I suoi suicidi impossibili che gli devastano corpo e anima impattano su di noi in modo così violento da percepirne la disperazione, scatenando un’empatia forte con lui e il suo dolore. L’eternità cui Dracula è condannato non sarà quindi altro che la ricerca disperata della sua Elisabeta, nei secoli dei secoli dei secoli, e noi lì con lui, devastati dalla sua resistenza, dalla sua languida malinconia e dal suo indomabile amore.

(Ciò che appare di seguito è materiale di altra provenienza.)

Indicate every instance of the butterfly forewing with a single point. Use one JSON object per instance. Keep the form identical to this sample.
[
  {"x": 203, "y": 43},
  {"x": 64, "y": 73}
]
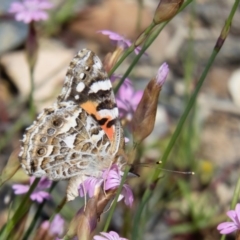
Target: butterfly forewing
[
  {"x": 87, "y": 84},
  {"x": 80, "y": 135}
]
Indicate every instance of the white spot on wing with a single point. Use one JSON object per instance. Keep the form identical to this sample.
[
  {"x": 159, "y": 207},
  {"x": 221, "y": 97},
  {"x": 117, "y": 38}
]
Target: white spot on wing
[
  {"x": 69, "y": 140},
  {"x": 80, "y": 87},
  {"x": 101, "y": 85},
  {"x": 97, "y": 62},
  {"x": 109, "y": 112},
  {"x": 82, "y": 75}
]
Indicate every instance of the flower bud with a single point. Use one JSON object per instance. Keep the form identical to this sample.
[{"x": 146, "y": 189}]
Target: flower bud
[
  {"x": 144, "y": 117},
  {"x": 166, "y": 9},
  {"x": 112, "y": 58}
]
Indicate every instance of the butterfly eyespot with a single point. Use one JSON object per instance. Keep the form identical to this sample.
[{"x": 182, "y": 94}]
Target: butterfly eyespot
[
  {"x": 43, "y": 139},
  {"x": 82, "y": 76},
  {"x": 63, "y": 150},
  {"x": 58, "y": 122},
  {"x": 51, "y": 131},
  {"x": 41, "y": 151}
]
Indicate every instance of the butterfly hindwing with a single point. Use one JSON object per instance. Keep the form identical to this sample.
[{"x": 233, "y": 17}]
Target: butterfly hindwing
[{"x": 65, "y": 142}]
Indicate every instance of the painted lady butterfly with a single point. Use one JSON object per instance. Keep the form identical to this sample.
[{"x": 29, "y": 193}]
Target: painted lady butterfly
[{"x": 80, "y": 135}]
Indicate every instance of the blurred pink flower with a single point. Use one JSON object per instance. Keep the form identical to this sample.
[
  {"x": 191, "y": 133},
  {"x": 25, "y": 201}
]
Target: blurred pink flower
[
  {"x": 38, "y": 194},
  {"x": 56, "y": 227},
  {"x": 162, "y": 74},
  {"x": 228, "y": 227},
  {"x": 127, "y": 98},
  {"x": 112, "y": 178},
  {"x": 108, "y": 236},
  {"x": 30, "y": 10},
  {"x": 120, "y": 39}
]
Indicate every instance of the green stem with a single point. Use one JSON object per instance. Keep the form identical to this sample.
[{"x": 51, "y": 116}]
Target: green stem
[
  {"x": 146, "y": 45},
  {"x": 9, "y": 134},
  {"x": 130, "y": 50},
  {"x": 219, "y": 43},
  {"x": 21, "y": 210},
  {"x": 234, "y": 200},
  {"x": 31, "y": 100}
]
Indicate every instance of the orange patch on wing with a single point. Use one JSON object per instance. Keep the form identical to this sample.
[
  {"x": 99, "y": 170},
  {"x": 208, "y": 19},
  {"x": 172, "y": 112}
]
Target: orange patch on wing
[
  {"x": 91, "y": 108},
  {"x": 108, "y": 131}
]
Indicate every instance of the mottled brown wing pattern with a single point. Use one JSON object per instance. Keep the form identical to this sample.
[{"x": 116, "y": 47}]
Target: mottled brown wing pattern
[
  {"x": 80, "y": 135},
  {"x": 64, "y": 142},
  {"x": 88, "y": 85}
]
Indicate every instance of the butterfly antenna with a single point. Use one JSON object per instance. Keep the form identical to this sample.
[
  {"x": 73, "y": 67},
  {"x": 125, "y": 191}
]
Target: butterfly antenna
[{"x": 180, "y": 172}]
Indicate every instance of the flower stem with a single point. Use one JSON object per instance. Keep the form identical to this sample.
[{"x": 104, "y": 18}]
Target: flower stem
[
  {"x": 111, "y": 211},
  {"x": 178, "y": 129},
  {"x": 146, "y": 45},
  {"x": 58, "y": 208},
  {"x": 21, "y": 210},
  {"x": 37, "y": 214},
  {"x": 31, "y": 100}
]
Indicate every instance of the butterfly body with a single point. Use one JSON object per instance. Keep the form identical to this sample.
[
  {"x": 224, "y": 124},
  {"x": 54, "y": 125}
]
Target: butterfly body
[{"x": 80, "y": 135}]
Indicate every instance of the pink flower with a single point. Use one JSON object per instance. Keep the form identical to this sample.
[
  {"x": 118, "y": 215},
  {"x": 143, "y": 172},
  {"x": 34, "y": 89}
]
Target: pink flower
[
  {"x": 108, "y": 236},
  {"x": 38, "y": 194},
  {"x": 56, "y": 227},
  {"x": 162, "y": 74},
  {"x": 30, "y": 10},
  {"x": 111, "y": 179},
  {"x": 127, "y": 99},
  {"x": 228, "y": 227},
  {"x": 120, "y": 39}
]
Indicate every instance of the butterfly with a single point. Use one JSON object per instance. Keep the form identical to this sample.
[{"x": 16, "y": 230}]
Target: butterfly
[{"x": 81, "y": 134}]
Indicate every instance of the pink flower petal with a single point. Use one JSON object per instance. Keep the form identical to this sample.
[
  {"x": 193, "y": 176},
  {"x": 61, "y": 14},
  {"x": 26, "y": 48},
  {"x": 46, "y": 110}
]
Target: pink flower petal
[
  {"x": 227, "y": 227},
  {"x": 20, "y": 188}
]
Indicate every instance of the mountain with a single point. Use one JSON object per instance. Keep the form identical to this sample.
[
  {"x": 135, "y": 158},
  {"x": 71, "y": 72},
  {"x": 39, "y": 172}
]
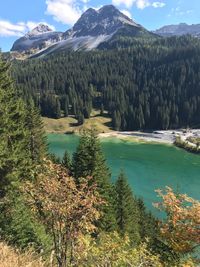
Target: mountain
[
  {"x": 40, "y": 37},
  {"x": 92, "y": 29},
  {"x": 180, "y": 29}
]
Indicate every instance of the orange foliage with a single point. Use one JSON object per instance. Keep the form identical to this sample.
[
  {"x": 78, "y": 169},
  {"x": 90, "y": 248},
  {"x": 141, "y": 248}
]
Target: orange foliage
[{"x": 68, "y": 210}]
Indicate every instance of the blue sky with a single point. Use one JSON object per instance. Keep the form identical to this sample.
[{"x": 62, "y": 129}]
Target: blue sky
[{"x": 19, "y": 16}]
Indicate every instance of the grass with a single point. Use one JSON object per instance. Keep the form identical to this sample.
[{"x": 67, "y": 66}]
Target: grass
[
  {"x": 69, "y": 124},
  {"x": 11, "y": 258}
]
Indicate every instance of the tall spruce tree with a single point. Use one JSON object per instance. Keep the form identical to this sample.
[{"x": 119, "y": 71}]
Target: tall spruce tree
[
  {"x": 17, "y": 155},
  {"x": 14, "y": 154},
  {"x": 126, "y": 209},
  {"x": 36, "y": 135},
  {"x": 89, "y": 160}
]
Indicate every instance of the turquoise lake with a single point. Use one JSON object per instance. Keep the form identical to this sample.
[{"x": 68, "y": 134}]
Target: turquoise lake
[{"x": 148, "y": 166}]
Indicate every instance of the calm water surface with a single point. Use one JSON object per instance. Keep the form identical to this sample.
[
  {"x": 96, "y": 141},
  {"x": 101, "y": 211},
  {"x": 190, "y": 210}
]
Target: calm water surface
[{"x": 148, "y": 166}]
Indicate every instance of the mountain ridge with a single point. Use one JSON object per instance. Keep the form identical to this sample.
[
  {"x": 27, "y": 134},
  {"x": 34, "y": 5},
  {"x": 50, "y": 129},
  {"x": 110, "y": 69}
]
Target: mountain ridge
[{"x": 93, "y": 28}]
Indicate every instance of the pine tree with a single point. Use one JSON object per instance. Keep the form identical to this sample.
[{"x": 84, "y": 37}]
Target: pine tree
[
  {"x": 17, "y": 154},
  {"x": 148, "y": 226},
  {"x": 14, "y": 154},
  {"x": 36, "y": 136},
  {"x": 66, "y": 161},
  {"x": 126, "y": 210},
  {"x": 89, "y": 160}
]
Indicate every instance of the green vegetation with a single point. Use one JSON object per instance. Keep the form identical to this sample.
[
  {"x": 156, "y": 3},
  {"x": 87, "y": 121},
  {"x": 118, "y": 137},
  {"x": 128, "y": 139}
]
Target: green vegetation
[
  {"x": 141, "y": 84},
  {"x": 69, "y": 211}
]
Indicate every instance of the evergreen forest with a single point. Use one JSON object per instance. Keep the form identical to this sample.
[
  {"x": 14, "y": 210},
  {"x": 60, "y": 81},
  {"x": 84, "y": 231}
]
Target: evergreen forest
[
  {"x": 67, "y": 212},
  {"x": 141, "y": 83}
]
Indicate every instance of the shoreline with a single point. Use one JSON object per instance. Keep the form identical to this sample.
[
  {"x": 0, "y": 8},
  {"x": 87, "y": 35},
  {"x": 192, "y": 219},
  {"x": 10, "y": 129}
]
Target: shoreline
[
  {"x": 167, "y": 137},
  {"x": 138, "y": 136}
]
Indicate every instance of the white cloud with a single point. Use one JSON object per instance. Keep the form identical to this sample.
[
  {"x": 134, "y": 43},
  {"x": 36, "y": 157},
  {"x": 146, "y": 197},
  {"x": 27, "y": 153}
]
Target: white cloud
[
  {"x": 19, "y": 29},
  {"x": 127, "y": 13},
  {"x": 141, "y": 4},
  {"x": 158, "y": 4},
  {"x": 65, "y": 11}
]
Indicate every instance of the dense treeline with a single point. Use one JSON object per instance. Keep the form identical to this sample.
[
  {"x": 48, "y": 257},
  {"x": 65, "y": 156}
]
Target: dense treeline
[
  {"x": 69, "y": 211},
  {"x": 142, "y": 84}
]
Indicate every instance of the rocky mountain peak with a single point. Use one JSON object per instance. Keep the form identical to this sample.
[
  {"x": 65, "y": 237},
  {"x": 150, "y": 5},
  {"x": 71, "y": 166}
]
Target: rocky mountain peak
[
  {"x": 40, "y": 29},
  {"x": 105, "y": 21}
]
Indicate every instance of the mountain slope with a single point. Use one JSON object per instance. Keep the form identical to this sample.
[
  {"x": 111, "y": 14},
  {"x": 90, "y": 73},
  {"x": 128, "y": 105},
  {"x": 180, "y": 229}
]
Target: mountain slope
[
  {"x": 92, "y": 29},
  {"x": 38, "y": 38},
  {"x": 180, "y": 29}
]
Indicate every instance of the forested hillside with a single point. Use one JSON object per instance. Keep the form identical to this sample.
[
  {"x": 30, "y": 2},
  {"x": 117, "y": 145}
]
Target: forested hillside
[
  {"x": 142, "y": 84},
  {"x": 69, "y": 213}
]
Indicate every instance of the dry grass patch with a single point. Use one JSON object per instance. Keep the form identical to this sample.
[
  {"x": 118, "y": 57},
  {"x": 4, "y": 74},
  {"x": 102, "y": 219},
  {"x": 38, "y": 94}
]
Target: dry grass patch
[
  {"x": 69, "y": 124},
  {"x": 11, "y": 258}
]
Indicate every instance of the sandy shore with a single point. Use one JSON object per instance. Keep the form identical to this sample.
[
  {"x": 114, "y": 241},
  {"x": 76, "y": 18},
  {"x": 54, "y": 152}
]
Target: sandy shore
[{"x": 167, "y": 137}]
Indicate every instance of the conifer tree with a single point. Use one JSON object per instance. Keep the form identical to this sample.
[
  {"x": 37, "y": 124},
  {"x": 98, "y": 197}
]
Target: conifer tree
[
  {"x": 14, "y": 154},
  {"x": 18, "y": 129},
  {"x": 126, "y": 209},
  {"x": 66, "y": 161},
  {"x": 89, "y": 160},
  {"x": 36, "y": 136}
]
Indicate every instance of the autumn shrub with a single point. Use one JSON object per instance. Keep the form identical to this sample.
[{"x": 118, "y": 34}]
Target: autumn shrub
[{"x": 11, "y": 258}]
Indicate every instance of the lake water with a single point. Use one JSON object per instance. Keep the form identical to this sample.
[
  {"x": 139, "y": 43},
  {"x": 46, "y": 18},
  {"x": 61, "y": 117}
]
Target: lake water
[{"x": 148, "y": 166}]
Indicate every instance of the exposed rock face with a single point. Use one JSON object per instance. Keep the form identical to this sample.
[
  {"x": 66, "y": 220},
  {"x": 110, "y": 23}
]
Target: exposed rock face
[
  {"x": 37, "y": 39},
  {"x": 93, "y": 28},
  {"x": 105, "y": 21}
]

Un cast fantastico completa la perfezione di questo film: Caleb Landry Jones che Luc Besson ha rivoluto dopo Dogman, con la sua faccia che non la scordi più, è perfetto nel ruolo di questo Dracula, così come Zoe Bleu, che avevamo videointervistato due anni fa per Sings of love, regala a Elisabeta tutta la sua sensualità. Christoph Waltz è il prete saggio, erudito, lungimirante e pure ironico che, ovviamente, cerca Dracula per liberare da lui il mondo. Matilda De Angelis, qui in una delle sue migliori interpretazioni, è Maria, amica, ma anche vittima in qualche modo del Conte che, dopo aver cercato disperatamente in Finlandia e pure a Firenze, giunto nella Parigi della Belle Epoque dove il clima si fa persino vivace e divertente, le ha affidato l’incarico di aiutarlo a ritrovare la moglie reincarnata in qualche dama.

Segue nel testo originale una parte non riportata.